I am curious about long-term care insurance. I am thinking of purchasing it, but am not sure what would be the best option.
I would describe myself an optimist. I think this personality trait has served me well in many areas of my life. But I’m careful not to be too optimistic when it comes to my retirement. A certain amount of pessimism is prudent to ensure that you have sufficient resources in your old age, especially given the risk of health problems later in life.

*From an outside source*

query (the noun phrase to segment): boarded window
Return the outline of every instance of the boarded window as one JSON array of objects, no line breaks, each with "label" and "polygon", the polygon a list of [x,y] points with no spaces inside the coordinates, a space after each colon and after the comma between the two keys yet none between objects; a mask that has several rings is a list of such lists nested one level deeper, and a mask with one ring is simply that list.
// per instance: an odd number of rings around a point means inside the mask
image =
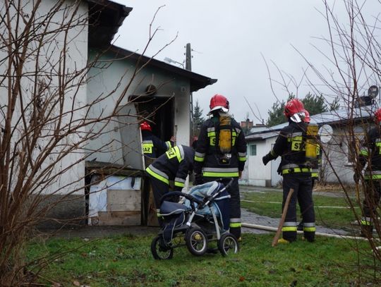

My grandparents all lived into their 80s and even 90s, but two of them needed long-term care. While I like to think that I’ll be able to live in my own home for the rest of my life, there is a chance that I, too, will need additional care. There are essentially three ways to pay the costs that government won’t cover:
- Rely on your family to foot the bill
- Save a large enough nest egg so you can pay for it yourself
- Or purchase long-term care insurance
What is long-term care insurance?
Long-term care insurance is much less common here in Canada than in the U.S., in part because our health care safety net is so much stronger. It can be compared to disability insurance—which is intended to protect a person’s income while they are working. Long-term care insurance protects a person’s financial resources if something happens to their health in retirement. The policy would cover things like in-home care to help you dress and eat, or help provide care in a facility, such as a nursing home.
Jason Conley, a benefits consultant with Rogers BenefitLink Resource Group, says long-term care insurance is designed to pay for expenses if a person suffers needs to move into a care facility or requires in-home care. “This would then protect the nest egg that that person had established for their ongoing retirement, or in the case of a couple, prevent one person’s illness from depleting the retirement savings of both.”
Should you pay for protection?
Deciding whether or not to pay for the protection that comes with long-term care insurance isn’t easy. You need to factor in the bigger financial picture into your decision. For example:
- How much are you saving now, and can you continue to save for retirement as well as fund the insurance premiums?
- How much is your nest egg likely to be worth when you are in your 80s and could you fund the $20,000 annual cost of a semi-private room in a long-term care facility?
- Will you have family members nearby who could take some responsibility for you, or will you be relying on others if you need additional support.
- What is your prediction for your health, based on how you’re doing currently and any other hereditary factors that might afflict you?
The Council on Aging has written a guide to long-term care insurance. It provides insight on the types of policies available as well as some ballpark costs.
Are you planning ahead?
For the right demographic, the product could be a valuable financial planning tool, says Conley. However he warns that there is a common risk that people wait too late to consider this product. By the time someone takes a serious interest in the product, the premiums make it less appealing, he says. “If a person was planning ahead they would be purchasing the contract substantially before their retirement.” It boils down to a choice of putting extra cash into retirement savings or spending more money on insurance. “It’s such a tenuous balance,” he says.
Regardless of whether you choose to buy long-term care insurance or instead build a nest egg that could cover those costs if required, the point is to plan ahead. Once that’s done you can turn your focus to cheerier topics.